The readings of this penultimate Sunday of the year certainly are of the nature of proclaiming ‘The End of the World.’ It’s typical of the end of the Church year to hear such readings … Jesus speaks of “wars and revolutions, … earthquakes, plagues and famines” — calamities that indeed we seem to see around us without fail as we watch/read/listen to the news. But, as Jesus also said, “The end is not so soon.” We wait in faith and hope … The Church has a concern for these things, the things the world suffers, but knows that all things can only find their solution in Christ.
The final document of the Second Vatican Council that I want to speak about in this cycle on the ‘Year of Faith’ is the ambitious, ‘Pastoral’ Constitution ‘On the Faith in the Modern World’ which runs to some 99 pages. It was a document discussed in the latter sessions of the Council, and only promulgated on the very last day of Vatican II, 7th December 1965. It was an attempt by the Council to ‘reach out,’ as it were, to people of all nations and religions, and state how the Church sees mankind, human life, the world, and its destiny.

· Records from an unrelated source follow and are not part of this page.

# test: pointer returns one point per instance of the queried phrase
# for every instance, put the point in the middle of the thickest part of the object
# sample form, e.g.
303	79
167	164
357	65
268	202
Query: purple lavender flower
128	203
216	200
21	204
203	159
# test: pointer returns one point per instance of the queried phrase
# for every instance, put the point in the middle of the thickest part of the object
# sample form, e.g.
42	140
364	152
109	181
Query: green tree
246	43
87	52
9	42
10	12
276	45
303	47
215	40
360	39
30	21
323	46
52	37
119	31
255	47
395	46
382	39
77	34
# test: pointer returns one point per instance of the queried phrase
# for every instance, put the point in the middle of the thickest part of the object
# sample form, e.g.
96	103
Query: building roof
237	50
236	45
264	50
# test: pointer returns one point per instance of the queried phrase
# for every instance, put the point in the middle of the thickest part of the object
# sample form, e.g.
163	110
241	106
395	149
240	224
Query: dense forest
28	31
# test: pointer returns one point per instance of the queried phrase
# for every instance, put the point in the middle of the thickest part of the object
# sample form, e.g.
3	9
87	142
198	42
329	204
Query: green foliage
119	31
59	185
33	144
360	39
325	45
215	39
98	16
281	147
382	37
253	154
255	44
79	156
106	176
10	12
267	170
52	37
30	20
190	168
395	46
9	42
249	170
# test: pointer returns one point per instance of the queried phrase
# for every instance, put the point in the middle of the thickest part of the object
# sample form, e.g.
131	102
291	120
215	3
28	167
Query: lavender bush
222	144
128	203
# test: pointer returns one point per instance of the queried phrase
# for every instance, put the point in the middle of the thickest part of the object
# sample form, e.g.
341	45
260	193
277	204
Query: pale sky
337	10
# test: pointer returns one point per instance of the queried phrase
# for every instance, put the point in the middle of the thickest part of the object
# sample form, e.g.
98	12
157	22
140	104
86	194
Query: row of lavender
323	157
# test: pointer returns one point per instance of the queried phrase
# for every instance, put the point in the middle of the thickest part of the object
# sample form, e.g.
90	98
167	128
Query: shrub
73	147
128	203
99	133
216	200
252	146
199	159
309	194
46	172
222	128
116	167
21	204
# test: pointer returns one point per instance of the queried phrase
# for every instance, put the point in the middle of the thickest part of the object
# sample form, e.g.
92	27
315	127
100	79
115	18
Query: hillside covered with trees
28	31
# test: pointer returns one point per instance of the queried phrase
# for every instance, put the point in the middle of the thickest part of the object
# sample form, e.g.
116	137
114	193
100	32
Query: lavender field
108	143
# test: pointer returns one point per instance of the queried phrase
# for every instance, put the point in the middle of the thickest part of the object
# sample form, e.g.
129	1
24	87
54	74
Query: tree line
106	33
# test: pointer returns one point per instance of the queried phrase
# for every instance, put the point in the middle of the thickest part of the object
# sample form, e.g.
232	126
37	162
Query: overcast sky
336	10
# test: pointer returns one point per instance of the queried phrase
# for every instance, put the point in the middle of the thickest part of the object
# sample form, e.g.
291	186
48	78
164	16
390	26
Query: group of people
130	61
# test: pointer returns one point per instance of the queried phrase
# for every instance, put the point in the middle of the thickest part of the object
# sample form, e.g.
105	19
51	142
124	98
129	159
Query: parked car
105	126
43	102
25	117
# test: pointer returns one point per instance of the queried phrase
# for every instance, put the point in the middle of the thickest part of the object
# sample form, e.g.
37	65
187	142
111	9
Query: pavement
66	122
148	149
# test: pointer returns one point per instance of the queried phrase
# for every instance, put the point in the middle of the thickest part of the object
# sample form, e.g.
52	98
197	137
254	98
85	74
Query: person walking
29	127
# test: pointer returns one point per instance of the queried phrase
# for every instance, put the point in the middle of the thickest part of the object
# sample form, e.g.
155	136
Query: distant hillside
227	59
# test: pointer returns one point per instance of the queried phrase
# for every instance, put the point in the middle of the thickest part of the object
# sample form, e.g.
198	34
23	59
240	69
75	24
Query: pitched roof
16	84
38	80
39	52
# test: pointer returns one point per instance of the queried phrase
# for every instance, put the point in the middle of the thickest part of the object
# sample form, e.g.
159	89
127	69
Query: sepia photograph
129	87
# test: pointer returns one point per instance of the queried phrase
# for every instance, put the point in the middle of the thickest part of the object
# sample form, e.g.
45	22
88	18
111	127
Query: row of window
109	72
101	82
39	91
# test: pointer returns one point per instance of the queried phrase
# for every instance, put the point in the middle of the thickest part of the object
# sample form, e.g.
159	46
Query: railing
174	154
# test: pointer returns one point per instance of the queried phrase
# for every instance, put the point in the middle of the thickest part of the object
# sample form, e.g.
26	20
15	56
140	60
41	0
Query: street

It was designed to express both principles and practical aspects of the Church’s approach to the problems of the world. The opening words of the document are very beautiful:
The joy and hope, the grief and anguish of the men of our time, especially of those who are poor or afflicted in any way, are the joy and hope, the grief and anguish of the followers of Christ as well. Nothing that is genuinely human fails to find an echo in their hearts. For theirs is a community composed of men, of men who united in Christ and guided by the Holy Spirit, press onwards towards the Kingdom of the Father, and are the bearers of a message of salvation intended for all men. That is why Christians cherish a feeling of deep solidarity with the human race and its history.
The Catholic Church sees her mission as to all the world, not just to her own people, because our Saviour, Jesus Christ, is the one and only Saviour of humanity. Therefore, what we believe is a message that has to be translated into one for all the world to hear. This is the purpose of this final document of Vatican II.

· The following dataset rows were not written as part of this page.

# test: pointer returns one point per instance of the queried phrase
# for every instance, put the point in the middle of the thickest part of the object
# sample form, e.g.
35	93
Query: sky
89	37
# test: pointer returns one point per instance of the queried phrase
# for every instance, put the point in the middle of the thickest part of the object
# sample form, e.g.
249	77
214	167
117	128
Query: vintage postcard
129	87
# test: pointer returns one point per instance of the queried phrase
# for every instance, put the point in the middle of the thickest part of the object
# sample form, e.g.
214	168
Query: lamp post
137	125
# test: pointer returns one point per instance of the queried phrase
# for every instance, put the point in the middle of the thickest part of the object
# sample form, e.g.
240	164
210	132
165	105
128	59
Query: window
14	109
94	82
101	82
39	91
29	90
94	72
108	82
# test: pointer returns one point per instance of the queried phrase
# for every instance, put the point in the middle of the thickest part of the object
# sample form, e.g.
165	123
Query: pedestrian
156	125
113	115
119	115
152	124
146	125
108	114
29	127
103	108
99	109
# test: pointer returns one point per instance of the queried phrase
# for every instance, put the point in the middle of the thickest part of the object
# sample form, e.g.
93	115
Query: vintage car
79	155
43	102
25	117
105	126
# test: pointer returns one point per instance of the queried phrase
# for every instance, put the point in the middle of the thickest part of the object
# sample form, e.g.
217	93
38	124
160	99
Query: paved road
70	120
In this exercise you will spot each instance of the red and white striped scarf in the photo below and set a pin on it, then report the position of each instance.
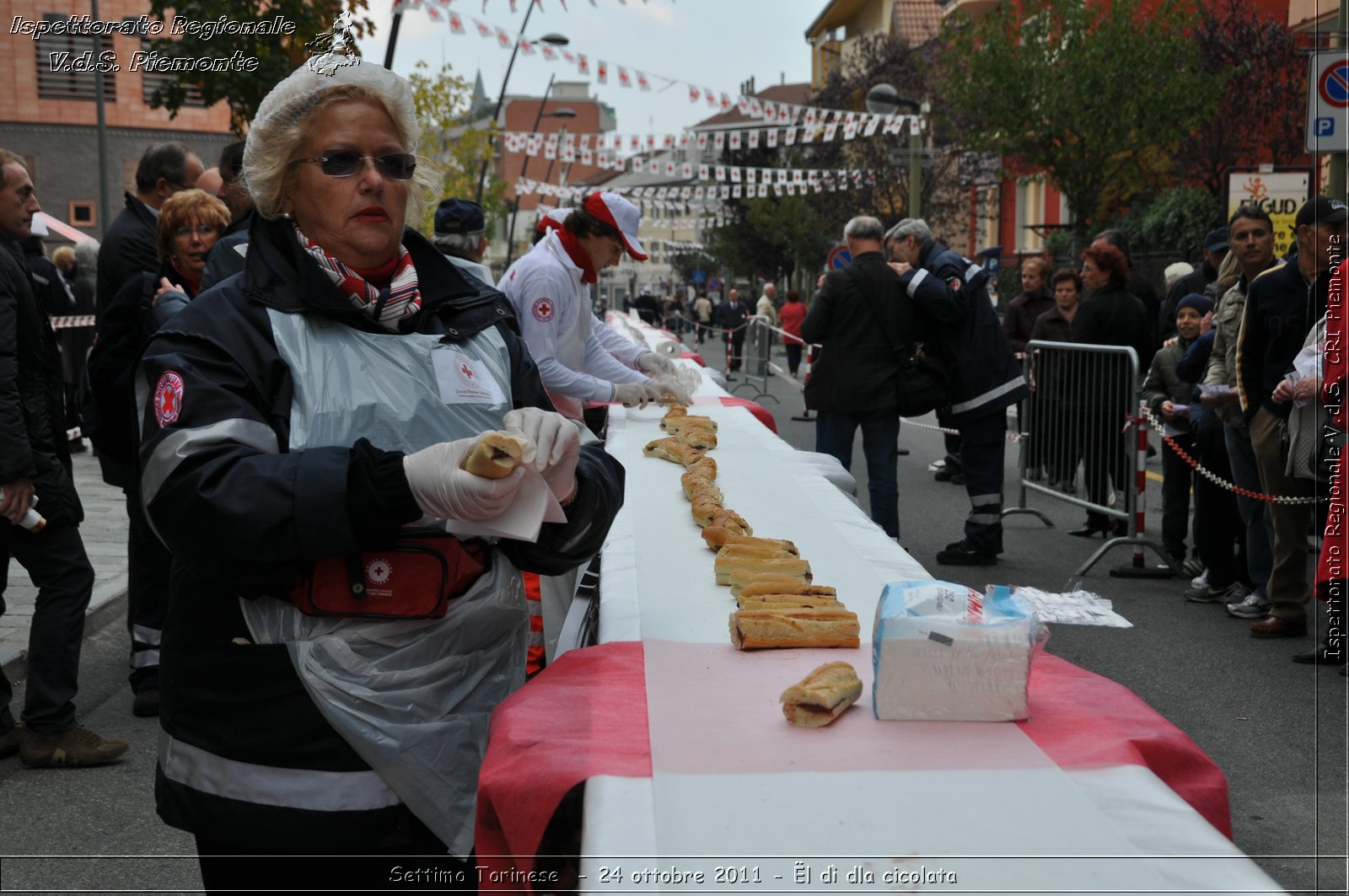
(384, 307)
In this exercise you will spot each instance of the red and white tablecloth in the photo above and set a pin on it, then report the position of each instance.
(685, 754)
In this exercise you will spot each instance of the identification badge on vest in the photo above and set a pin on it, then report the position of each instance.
(465, 379)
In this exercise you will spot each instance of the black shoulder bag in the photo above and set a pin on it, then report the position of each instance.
(922, 384)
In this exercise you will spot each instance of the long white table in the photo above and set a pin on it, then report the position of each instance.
(734, 787)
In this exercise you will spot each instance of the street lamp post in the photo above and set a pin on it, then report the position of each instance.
(524, 166)
(884, 99)
(555, 40)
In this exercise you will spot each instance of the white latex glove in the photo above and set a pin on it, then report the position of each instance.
(445, 491)
(557, 447)
(671, 389)
(634, 394)
(653, 363)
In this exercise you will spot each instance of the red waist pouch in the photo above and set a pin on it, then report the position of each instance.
(416, 577)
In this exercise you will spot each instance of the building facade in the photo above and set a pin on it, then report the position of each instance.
(49, 111)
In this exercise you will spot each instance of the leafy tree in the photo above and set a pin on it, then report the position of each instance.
(1260, 115)
(1175, 220)
(877, 58)
(454, 143)
(775, 233)
(277, 56)
(1094, 94)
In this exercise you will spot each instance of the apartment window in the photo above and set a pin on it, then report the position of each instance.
(65, 73)
(152, 81)
(83, 213)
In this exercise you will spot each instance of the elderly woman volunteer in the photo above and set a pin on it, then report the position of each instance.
(548, 289)
(294, 419)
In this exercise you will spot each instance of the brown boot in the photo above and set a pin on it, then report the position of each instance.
(74, 748)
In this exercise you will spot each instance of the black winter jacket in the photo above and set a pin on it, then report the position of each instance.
(857, 365)
(1282, 305)
(1115, 316)
(127, 249)
(33, 429)
(958, 321)
(242, 514)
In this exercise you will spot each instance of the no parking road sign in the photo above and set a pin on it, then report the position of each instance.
(1328, 103)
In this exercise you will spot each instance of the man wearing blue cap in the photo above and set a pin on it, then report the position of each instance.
(460, 233)
(1197, 281)
(1282, 305)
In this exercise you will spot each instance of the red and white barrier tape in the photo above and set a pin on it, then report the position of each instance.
(1214, 478)
(69, 321)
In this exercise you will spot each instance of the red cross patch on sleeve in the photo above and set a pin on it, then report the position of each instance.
(168, 399)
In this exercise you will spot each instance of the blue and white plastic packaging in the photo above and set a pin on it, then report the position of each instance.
(946, 652)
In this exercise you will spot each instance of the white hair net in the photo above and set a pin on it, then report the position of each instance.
(294, 98)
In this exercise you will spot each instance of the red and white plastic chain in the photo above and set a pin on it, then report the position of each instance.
(1216, 480)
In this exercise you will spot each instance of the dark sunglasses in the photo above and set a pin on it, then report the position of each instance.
(398, 166)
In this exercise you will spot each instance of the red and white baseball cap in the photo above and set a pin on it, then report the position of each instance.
(614, 209)
(553, 220)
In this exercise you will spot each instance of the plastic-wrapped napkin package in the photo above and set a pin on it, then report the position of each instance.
(946, 652)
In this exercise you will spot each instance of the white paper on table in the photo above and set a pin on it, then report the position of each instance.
(532, 507)
(1072, 608)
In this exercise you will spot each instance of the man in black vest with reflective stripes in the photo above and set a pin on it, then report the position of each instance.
(957, 319)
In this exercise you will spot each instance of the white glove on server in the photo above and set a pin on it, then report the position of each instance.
(671, 389)
(636, 394)
(654, 363)
(557, 447)
(445, 491)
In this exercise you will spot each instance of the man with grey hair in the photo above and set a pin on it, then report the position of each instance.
(462, 236)
(853, 382)
(128, 249)
(961, 325)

Vatican II reminds us that the dignity of man’s calling is a high one, made in the image of God, and also through the loving partnership of marriage between a man and a woman. But man suffers divisions and struggles because of sin; he is drawn to do those things which he ought not to, and brings upon himself all sorts of misery. Man’s death, too, is an enigma, from which he understandably recoils, but which finds its only solution in the victory of Christ over death. But despite the challenges, the Church has much to offer to the world, to build up the whole human race in faith, solidarity, and hope.
The practical areas, in which the Council goes on to teach, are:
i. Marriage and Family Life — the Council is sure that the foundation of a world built on better principles has to start with the unit of the family, based on the unselfish, giving, love of a man and woman in married union.

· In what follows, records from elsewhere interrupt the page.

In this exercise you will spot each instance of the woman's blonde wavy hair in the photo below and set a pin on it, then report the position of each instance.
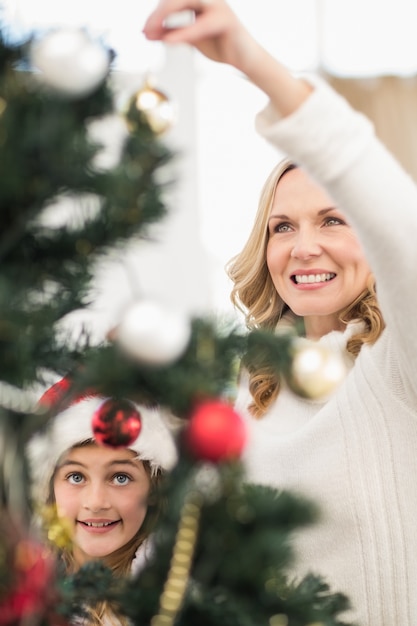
(254, 294)
(120, 561)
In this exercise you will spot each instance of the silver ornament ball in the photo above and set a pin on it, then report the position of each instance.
(69, 61)
(152, 334)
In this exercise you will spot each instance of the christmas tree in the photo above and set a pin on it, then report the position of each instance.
(232, 540)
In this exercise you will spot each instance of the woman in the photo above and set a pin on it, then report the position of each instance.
(106, 497)
(354, 451)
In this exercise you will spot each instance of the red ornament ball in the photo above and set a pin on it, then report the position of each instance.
(116, 423)
(216, 432)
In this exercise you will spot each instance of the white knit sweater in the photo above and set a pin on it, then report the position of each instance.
(354, 454)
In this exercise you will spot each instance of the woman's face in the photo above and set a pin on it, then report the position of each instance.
(103, 493)
(316, 262)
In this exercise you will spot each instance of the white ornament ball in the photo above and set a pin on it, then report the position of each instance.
(315, 370)
(153, 334)
(70, 62)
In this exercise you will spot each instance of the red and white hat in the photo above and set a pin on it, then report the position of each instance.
(72, 425)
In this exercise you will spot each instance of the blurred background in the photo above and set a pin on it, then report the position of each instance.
(366, 48)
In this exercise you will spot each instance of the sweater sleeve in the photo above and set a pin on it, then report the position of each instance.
(339, 149)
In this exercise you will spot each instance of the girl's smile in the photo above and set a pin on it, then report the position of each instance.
(103, 492)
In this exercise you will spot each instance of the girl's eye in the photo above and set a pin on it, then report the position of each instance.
(333, 221)
(75, 478)
(121, 479)
(280, 227)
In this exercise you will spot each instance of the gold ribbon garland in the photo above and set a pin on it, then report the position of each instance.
(179, 571)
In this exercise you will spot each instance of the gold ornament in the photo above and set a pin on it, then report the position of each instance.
(315, 371)
(155, 106)
(58, 529)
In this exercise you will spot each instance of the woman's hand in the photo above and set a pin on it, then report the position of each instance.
(218, 34)
(216, 31)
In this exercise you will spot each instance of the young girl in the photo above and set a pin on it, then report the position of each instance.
(334, 244)
(107, 496)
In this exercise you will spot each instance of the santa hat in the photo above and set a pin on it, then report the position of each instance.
(72, 426)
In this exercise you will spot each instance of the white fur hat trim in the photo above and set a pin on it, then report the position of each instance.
(155, 442)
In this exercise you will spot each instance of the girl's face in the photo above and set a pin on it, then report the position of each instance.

ii. Development of Culture — by which the Council means the music, art, literature, science and other creative endeavours which are proper to mankind. These can be fulfilled in a positively Christian light, when they are seen as expressions of man’s intelligence given Him by a loving God.
iii. Economy and Social Life — the Council desired to express the dignity of human work,but the injustice of excessive economic differences, the yawning gap between rich and poor. The goods of the earth are there for us all, not for the few.
iv. Political Life — the Council encouraged participation of all people in the political process, so that Government can be representative of the people. The Council encourages us to vote and to make use of the freedoms we have, to use our social responsibility and to make life better for all citizens, remembering also that the whole human race is one family,and this trumps patriotism.
v. War and Peace — taking its lead from the great encyclical of Pope John, Pacem in Terris, the Council has strong words about the horror of war, and the urgent need to work unceasingly for peace between nations, and avoid the arms race and those constant tensions. The Council encourages international co-operation of the sort embodied in the United Nations, to resolve conflicts speedily and without bloodshed.
This great document makes a final call to harmony in the Church, that it might be the seed of unity and peace amongst man: In virtue of its mission to enlighten the whole world with the message of the Gospel and gather together in one Spirit all men of every nation, race and culture, the Church shows itself as a sign of the spirit of brotherhood which renders possible sincere dialogue and strengthens it. Vatican II ended, then on a note of great hope, that the Church continue its God-given mission to serve mankind, and bring all people to God, for peace and harmony. Let’s never lose this vision of the Council, that as the Church we offer the world all the good that God wants it to receive from Him in Christ.